Écrans en fratrie : règles selon l’âge sans déclencher la jalousie

Les enfants français passent 4 h 11 par jour sur les écrans : pourquoi les règles ne peuvent pas être identiques pour tous

Frères et sœurs et écrans : poser des règles différentes selon l’âge sans déclencher de jalousie

Un soir de semaine ordinaire : votre fils de 12 ans est installé sur le canapé avec sa tablette, votre fille de 6 ans le fixe avec des yeux qui réclament justice et vous vous retrouvez à tenter d’expliquer quelque chose que vous n’arrivez pas tout à fait à formuler. Pourquoi lui et pas elle ? Pourquoi autant de temps et pas autant pour moi ?

Le chiffre est là, mesuré. En 2025, les enfants français de 6 à 17 ans passent en moyenne 4 h 11 par jour devant un écran hors temps scolaire, selon Santé.fr relayé par GoStudent. Dans une fratrie avec des écarts d’âge, appliquer une règle unique à tous crée des frictions. Ce n’est pas juste – et le cerveau de chacun ne fonctionne pas pareil.

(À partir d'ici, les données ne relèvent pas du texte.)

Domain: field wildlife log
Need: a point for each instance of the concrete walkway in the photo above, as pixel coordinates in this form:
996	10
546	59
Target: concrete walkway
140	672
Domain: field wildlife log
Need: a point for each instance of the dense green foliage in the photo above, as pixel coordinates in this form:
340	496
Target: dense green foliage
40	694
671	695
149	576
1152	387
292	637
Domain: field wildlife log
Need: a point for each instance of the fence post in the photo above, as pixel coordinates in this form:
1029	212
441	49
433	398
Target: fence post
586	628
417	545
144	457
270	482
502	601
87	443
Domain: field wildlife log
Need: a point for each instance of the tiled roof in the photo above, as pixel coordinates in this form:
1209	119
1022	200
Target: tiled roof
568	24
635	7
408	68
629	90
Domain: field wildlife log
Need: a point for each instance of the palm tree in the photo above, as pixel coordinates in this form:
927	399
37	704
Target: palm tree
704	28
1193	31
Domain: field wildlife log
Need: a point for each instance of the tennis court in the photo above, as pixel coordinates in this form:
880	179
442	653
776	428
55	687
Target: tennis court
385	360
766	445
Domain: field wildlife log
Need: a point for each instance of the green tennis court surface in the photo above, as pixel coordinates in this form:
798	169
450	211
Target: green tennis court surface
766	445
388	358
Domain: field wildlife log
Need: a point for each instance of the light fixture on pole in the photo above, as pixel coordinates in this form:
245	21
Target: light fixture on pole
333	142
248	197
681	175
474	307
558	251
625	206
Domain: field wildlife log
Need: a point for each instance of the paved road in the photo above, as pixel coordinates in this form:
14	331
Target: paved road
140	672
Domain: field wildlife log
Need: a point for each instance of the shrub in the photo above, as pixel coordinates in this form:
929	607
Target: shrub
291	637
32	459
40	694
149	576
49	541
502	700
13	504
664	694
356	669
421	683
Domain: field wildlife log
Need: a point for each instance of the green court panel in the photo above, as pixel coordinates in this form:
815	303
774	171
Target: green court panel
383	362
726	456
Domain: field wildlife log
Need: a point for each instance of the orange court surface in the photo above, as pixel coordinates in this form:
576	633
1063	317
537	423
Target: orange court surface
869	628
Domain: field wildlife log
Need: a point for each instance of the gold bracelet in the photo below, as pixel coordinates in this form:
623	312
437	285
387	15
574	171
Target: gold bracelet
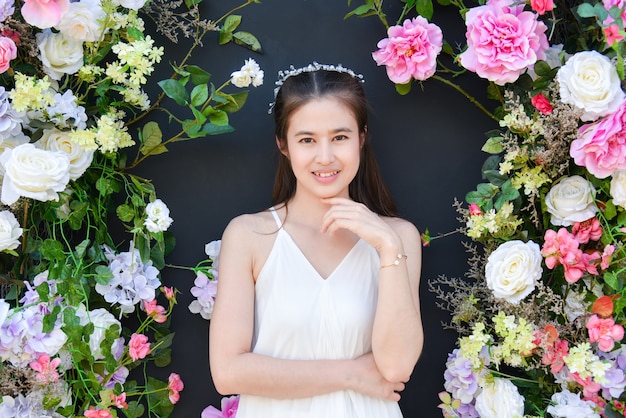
399	257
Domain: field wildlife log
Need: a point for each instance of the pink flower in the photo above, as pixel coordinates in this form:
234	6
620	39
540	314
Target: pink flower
8	52
542	104
475	210
92	412
605	332
170	293
542	6
155	311
601	146
587	230
606	256
229	408
410	51
503	40
138	347
612	34
46	369
44	13
119	400
175	385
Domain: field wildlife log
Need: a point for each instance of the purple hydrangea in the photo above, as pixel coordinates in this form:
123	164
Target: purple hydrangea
132	282
460	379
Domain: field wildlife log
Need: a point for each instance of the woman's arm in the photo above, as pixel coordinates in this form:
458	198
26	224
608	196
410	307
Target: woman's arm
397	338
235	369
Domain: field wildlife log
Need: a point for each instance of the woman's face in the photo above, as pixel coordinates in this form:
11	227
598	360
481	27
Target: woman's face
323	146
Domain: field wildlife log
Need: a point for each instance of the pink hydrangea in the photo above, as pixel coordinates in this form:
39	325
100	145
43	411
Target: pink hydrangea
44	13
604	331
410	50
503	40
8	52
601	146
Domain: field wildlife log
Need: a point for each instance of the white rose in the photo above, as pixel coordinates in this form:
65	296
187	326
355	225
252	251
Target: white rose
569	405
130	4
500	400
59	54
158	219
571	200
618	188
33	172
102	320
83	21
589	81
513	269
10	231
56	140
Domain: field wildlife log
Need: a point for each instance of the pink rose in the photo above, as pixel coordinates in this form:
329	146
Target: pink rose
410	51
502	41
601	146
175	385
44	13
605	332
138	347
542	104
542	6
229	408
8	52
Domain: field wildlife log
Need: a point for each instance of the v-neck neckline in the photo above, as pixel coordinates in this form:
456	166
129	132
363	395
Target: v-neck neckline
311	266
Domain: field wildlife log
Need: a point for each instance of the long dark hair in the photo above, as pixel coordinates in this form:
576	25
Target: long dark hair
367	187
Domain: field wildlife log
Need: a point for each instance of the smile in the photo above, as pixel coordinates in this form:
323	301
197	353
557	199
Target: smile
326	174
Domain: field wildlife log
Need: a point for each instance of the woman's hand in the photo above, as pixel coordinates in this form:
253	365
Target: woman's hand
369	381
357	218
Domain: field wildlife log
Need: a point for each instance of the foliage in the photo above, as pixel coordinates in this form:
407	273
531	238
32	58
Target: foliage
82	238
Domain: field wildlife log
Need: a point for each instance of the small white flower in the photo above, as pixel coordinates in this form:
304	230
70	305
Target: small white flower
158	219
589	81
513	269
500	399
10	231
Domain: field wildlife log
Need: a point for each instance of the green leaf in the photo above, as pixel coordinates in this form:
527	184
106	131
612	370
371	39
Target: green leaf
403	89
493	145
198	75
175	90
199	95
424	8
585	10
219	118
52	250
231	23
248	40
125	212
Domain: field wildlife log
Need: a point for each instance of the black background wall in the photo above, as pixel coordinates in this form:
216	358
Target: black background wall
427	143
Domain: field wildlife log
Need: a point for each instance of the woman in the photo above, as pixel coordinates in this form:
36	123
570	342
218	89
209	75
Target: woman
318	307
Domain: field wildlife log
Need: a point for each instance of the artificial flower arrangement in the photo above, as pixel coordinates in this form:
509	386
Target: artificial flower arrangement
80	307
541	313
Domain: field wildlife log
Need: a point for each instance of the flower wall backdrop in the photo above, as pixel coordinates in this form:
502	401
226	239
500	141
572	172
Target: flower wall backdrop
83	239
541	313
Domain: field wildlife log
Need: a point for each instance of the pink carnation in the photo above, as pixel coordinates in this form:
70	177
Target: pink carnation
8	52
44	13
601	146
605	332
410	51
503	41
138	347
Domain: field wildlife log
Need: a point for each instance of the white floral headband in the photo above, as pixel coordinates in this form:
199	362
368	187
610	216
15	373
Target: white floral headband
314	66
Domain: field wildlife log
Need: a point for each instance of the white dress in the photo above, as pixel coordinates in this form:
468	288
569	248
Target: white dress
300	315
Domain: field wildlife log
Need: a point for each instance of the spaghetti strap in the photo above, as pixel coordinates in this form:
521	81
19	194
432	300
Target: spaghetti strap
276	217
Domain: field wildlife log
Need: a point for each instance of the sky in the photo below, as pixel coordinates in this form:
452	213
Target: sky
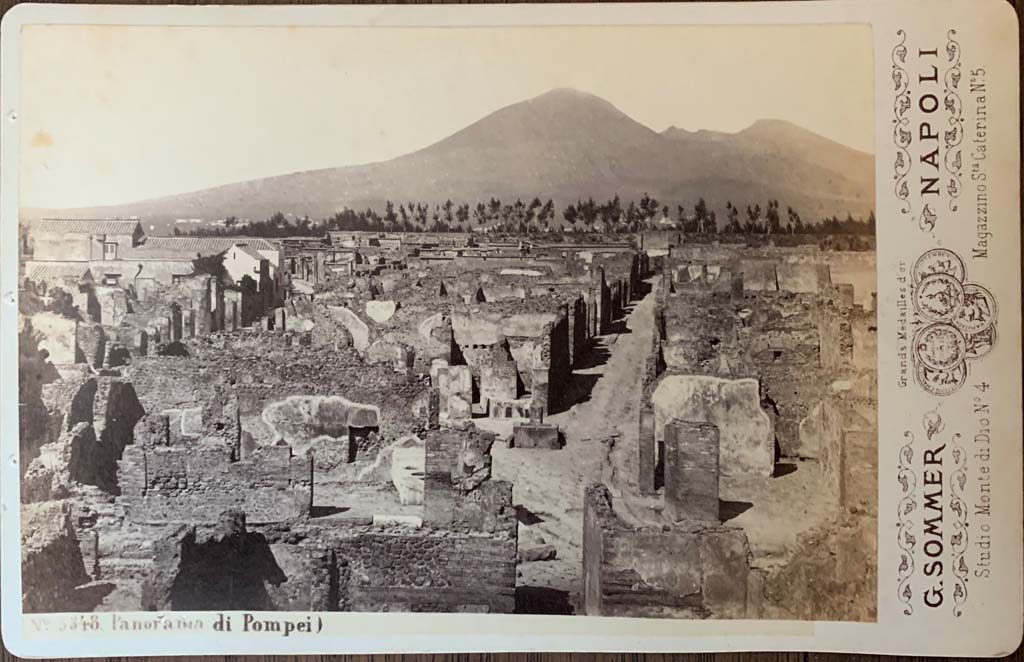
115	114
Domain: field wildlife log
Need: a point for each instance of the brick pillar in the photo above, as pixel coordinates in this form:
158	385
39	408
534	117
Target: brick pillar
691	471
648	451
541	394
433	409
176	324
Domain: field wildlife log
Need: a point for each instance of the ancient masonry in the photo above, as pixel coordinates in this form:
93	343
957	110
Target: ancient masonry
337	432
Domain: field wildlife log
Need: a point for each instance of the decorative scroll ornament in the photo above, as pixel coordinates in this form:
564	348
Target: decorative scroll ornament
901	133
904	536
960	317
953	159
958	540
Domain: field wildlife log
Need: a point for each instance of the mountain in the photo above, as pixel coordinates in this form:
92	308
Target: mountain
562	145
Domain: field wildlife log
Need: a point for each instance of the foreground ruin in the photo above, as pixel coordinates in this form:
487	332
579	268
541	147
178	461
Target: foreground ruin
603	428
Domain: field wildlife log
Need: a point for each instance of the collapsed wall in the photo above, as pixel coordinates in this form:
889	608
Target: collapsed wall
687	570
195	479
461	559
51	561
96	429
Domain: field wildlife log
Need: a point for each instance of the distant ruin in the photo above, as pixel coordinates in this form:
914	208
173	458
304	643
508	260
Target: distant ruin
381	422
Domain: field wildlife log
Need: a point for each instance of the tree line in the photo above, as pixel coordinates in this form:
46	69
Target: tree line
536	216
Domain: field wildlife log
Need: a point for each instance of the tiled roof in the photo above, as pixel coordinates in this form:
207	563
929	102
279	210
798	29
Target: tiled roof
49	272
249	250
85	225
180	247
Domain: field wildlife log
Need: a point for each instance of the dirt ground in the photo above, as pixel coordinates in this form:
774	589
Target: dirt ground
600	435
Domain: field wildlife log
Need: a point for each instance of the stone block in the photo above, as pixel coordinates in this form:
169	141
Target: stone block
747	436
459	408
648	452
543	552
691	471
113	304
724	565
192	421
381	312
91	343
543	436
408	473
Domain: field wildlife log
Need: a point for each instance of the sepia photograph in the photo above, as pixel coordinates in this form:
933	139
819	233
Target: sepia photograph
572	320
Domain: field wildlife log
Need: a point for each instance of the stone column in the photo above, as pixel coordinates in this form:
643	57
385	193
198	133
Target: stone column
691	471
648	452
175	322
433	409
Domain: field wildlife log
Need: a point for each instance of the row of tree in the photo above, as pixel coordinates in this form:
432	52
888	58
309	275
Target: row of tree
537	216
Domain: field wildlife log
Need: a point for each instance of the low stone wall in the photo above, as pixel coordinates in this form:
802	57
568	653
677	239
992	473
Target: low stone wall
356	569
681	571
197	482
51	561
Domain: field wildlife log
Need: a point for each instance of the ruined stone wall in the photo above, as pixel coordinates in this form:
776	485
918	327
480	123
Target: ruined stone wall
683	571
261	368
196	482
93	437
427	571
458	491
356	569
51	562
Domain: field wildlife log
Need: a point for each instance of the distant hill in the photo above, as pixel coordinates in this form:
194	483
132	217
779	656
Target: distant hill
562	145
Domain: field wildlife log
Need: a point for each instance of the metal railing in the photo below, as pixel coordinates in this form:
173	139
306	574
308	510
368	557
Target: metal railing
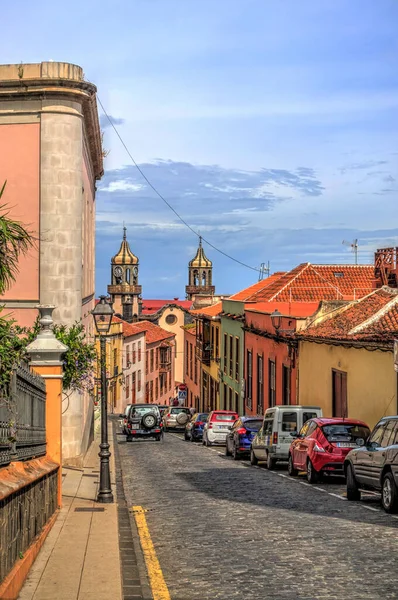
23	418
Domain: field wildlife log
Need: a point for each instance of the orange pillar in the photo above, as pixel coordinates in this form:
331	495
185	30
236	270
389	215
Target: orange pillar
46	352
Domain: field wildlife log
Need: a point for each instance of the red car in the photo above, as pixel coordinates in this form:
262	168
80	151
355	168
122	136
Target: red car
322	445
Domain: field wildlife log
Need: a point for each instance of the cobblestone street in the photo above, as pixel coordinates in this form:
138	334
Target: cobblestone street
223	529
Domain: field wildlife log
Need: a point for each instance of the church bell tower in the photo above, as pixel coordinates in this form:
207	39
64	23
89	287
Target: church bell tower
124	290
200	275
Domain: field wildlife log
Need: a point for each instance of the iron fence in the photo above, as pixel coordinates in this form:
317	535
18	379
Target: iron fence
23	418
23	516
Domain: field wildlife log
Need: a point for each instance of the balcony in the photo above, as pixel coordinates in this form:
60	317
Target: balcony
203	352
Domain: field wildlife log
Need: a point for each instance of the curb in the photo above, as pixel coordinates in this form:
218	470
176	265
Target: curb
135	584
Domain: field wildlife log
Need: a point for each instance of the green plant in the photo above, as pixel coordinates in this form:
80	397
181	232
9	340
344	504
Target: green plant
14	241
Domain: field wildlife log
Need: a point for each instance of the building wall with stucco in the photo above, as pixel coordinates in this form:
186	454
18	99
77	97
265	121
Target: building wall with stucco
51	156
371	379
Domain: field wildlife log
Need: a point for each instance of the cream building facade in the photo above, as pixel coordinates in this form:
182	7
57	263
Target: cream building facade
51	157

Le ministère de la Santé a formalisé ces étapes dans les repères intégrés au carnet de santé depuis janvier 2025 : pas d’écran avant 3 ans, usage exceptionnel et accompagné de 3 à 6 ans, accompagnement parental renforcé de 6 à 11 ans, pas de smartphone connecté avant 13 ans, pas de réseaux sociaux avant 15 ans. La commission d’experts Falissard, dans son rapport de 2023 remis au président de la République, propose les mêmes étapes.

Pourtant, 27% des enfants utilisent déjà un écran numérique à 2 ans selon l’étude ELFE 2019 citée par l’UNICEF France. La pression commence tôt, souvent parce qu’un grand frère ou une grande sœur l’utilise.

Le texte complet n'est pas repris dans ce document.